Prima nell'ascetica, poi, via via, nella morale, nella pedagogia, nella politica, nel diritto e nella filosofia, le idee di Rosmini cominciarono ad essere viste per quello che effettivamente erano, delle stimolanti e a volte profetiche intuizioni. Giovanni XXIII, Paolo VI e Giovanni Paolo I stimavano molto il Rosmini, di cui avevano letto alcuni scritti, e contribuirono al superamento della questione rosminiana. Nel 1966, su impulso di Michele Federico Sciacca, i Padri rosminiani fondarono, presso palazzo Bolongaro a Stresa, il Centro internazionale di Studi Rosminiani.

Giovanni Paolo II istituì una commissione, all'interno della Congregazione per la dottrina della fede, allo scopo di esaminare ancora una volta le quaranta preposizioni. Nel febbraio del 1994, al termine dei lavori della commissione, papa Wojtyla concesse la tanto auspicata apertura della causa di beatificazione di Rosmini.

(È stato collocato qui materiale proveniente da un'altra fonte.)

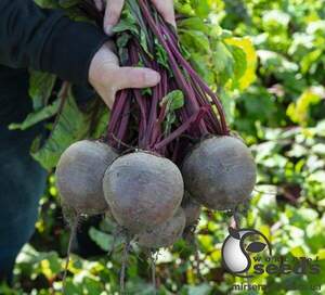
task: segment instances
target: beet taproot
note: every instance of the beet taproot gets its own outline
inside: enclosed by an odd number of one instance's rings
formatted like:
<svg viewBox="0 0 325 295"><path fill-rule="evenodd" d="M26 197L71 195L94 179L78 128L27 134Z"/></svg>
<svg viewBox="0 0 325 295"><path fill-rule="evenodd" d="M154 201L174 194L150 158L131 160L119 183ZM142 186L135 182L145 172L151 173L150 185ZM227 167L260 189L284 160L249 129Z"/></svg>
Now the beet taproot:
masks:
<svg viewBox="0 0 325 295"><path fill-rule="evenodd" d="M112 164L105 172L103 190L116 221L138 233L174 215L182 202L184 183L171 161L136 152Z"/></svg>
<svg viewBox="0 0 325 295"><path fill-rule="evenodd" d="M96 215L108 209L103 177L118 155L100 141L83 140L70 145L56 167L56 184L62 203L78 215Z"/></svg>
<svg viewBox="0 0 325 295"><path fill-rule="evenodd" d="M230 210L249 200L256 165L249 149L233 137L212 137L193 149L182 166L185 189L210 209Z"/></svg>
<svg viewBox="0 0 325 295"><path fill-rule="evenodd" d="M145 248L162 248L173 245L185 229L186 217L184 210L179 208L173 217L138 235L138 244Z"/></svg>

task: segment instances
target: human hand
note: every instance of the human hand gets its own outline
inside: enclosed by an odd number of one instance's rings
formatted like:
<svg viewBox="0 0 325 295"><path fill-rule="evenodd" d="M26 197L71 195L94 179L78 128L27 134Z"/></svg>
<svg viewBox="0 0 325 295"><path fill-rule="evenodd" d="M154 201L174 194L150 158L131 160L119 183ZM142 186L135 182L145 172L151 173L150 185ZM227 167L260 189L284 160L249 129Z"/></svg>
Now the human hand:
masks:
<svg viewBox="0 0 325 295"><path fill-rule="evenodd" d="M166 22L170 23L174 27L174 10L173 0L150 0L156 7L157 11L161 14ZM104 30L110 36L113 34L114 26L118 23L125 0L94 0L96 8L100 11L105 10L104 17ZM105 8L106 7L106 8Z"/></svg>
<svg viewBox="0 0 325 295"><path fill-rule="evenodd" d="M121 67L113 42L106 42L94 55L89 68L89 82L112 108L116 92L128 88L154 87L160 75L145 67Z"/></svg>

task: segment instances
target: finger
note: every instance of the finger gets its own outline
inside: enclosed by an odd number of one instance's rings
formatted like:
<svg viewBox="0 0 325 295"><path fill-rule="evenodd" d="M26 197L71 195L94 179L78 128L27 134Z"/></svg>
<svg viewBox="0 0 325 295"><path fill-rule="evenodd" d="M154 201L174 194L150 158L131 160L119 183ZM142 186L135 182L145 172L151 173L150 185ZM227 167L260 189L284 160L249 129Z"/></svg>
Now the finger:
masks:
<svg viewBox="0 0 325 295"><path fill-rule="evenodd" d="M115 73L115 81L118 90L128 88L154 87L160 81L160 75L143 67L119 67Z"/></svg>
<svg viewBox="0 0 325 295"><path fill-rule="evenodd" d="M99 11L103 11L104 10L104 3L103 0L93 0L95 3L95 7Z"/></svg>
<svg viewBox="0 0 325 295"><path fill-rule="evenodd" d="M151 0L166 22L177 26L172 0Z"/></svg>
<svg viewBox="0 0 325 295"><path fill-rule="evenodd" d="M113 27L118 23L125 0L108 0L104 17L104 31L112 36Z"/></svg>

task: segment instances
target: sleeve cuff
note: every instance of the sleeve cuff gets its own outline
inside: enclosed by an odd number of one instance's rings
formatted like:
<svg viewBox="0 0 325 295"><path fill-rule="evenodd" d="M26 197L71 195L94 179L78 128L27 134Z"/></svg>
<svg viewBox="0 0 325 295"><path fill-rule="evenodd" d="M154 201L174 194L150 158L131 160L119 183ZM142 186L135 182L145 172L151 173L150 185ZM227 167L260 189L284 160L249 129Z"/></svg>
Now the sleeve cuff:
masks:
<svg viewBox="0 0 325 295"><path fill-rule="evenodd" d="M88 86L90 63L109 37L94 25L62 17L48 40L40 69L75 85Z"/></svg>

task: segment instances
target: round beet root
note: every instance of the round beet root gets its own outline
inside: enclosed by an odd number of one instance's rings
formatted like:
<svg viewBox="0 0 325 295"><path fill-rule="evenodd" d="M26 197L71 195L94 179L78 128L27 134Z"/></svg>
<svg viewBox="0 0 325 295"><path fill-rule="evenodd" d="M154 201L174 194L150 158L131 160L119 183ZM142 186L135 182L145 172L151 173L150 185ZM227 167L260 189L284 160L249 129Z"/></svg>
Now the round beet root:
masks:
<svg viewBox="0 0 325 295"><path fill-rule="evenodd" d="M182 208L186 217L186 228L195 225L200 216L202 207L186 191L182 201Z"/></svg>
<svg viewBox="0 0 325 295"><path fill-rule="evenodd" d="M171 218L184 194L179 168L145 152L117 158L105 174L103 189L116 221L133 233Z"/></svg>
<svg viewBox="0 0 325 295"><path fill-rule="evenodd" d="M191 195L220 210L247 201L257 175L249 149L233 137L204 140L185 158L182 172Z"/></svg>
<svg viewBox="0 0 325 295"><path fill-rule="evenodd" d="M138 244L146 248L169 247L181 239L185 229L186 217L184 210L179 208L177 214L166 222L153 230L138 235Z"/></svg>
<svg viewBox="0 0 325 295"><path fill-rule="evenodd" d="M105 143L83 140L70 145L56 167L62 203L77 214L96 215L108 209L103 177L117 154Z"/></svg>

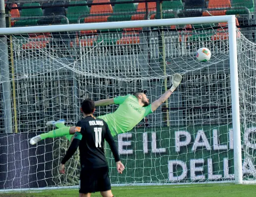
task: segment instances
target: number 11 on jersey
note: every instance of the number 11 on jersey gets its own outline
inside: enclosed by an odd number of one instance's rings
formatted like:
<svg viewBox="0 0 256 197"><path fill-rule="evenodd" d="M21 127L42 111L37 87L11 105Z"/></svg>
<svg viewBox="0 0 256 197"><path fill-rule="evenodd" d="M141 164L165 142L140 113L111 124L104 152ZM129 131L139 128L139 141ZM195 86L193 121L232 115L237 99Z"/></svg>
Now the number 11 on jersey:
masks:
<svg viewBox="0 0 256 197"><path fill-rule="evenodd" d="M102 131L102 128L94 127L94 132L95 133L95 146L96 148L98 148L98 146L101 148Z"/></svg>

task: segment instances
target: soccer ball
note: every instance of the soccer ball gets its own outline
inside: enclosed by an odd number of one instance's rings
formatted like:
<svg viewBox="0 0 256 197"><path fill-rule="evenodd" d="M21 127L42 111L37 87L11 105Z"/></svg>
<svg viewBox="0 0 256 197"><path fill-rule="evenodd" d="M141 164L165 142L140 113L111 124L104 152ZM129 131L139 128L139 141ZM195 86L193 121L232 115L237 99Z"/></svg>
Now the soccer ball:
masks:
<svg viewBox="0 0 256 197"><path fill-rule="evenodd" d="M196 52L196 59L201 62L207 62L211 59L211 51L207 48L200 48Z"/></svg>

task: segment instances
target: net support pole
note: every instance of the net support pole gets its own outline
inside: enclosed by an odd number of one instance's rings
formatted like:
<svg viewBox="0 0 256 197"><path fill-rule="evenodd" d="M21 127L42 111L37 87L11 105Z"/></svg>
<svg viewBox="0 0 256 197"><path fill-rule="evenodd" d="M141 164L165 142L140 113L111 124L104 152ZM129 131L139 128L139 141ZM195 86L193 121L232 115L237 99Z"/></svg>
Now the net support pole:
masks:
<svg viewBox="0 0 256 197"><path fill-rule="evenodd" d="M157 0L156 1L156 19L163 19L163 10L162 9L162 0ZM161 28L163 29L163 26ZM162 88L162 94L164 94L167 91L167 79L166 78L166 61L165 53L165 42L164 38L164 32L160 30L158 32L158 56L160 67L164 73L165 76L164 86ZM168 108L168 100L165 102L165 107ZM169 120L169 110L167 110L165 113L165 116L164 117L164 120L166 120L167 126L170 126L170 121Z"/></svg>
<svg viewBox="0 0 256 197"><path fill-rule="evenodd" d="M234 143L235 182L243 183L242 165L240 113L239 111L239 90L237 63L237 32L236 17L230 16L228 20L229 55L232 107L232 121Z"/></svg>
<svg viewBox="0 0 256 197"><path fill-rule="evenodd" d="M4 0L0 0L0 28L6 28ZM9 61L7 39L0 37L0 80L2 85L2 99L4 127L6 133L12 133L12 116L11 112L11 84L9 72Z"/></svg>

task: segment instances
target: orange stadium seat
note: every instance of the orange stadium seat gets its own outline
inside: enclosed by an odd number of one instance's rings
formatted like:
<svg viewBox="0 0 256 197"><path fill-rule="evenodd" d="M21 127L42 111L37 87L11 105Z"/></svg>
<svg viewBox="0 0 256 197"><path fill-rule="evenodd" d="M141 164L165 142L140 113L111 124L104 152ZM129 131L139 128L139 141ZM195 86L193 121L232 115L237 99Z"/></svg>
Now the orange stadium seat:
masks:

Ma il maggior evento, che pose fine alla questione rosminiana e restituì integralmente il pensiero di Rosmini alla Chiesa fu la Nota, resa pubblica, per volere di Giovanni Paolo II, il 1 luglio 2001, anniversario della morte di Rosmini. Nel documento si legge:

«Si possono attualmente considerare ormai superati i motivi di preoccupazione e di difficoltà dottrinali e prudenziali, che hanno determinato la promulgazione del Decreto Post obitum di condanna delle “Quaranta Proposizioni” tratte dalle opere di Antonio Rosmini. E ciò a motivo del fatto che il senso delle proposizioni, così inteso e condannato dal medesimo Decreto, non appartiene in realtà all’autentica posizione di Rosmini [...]».

Antonio Rosmini è stato beatificato a Novara il 18 novembre 2007.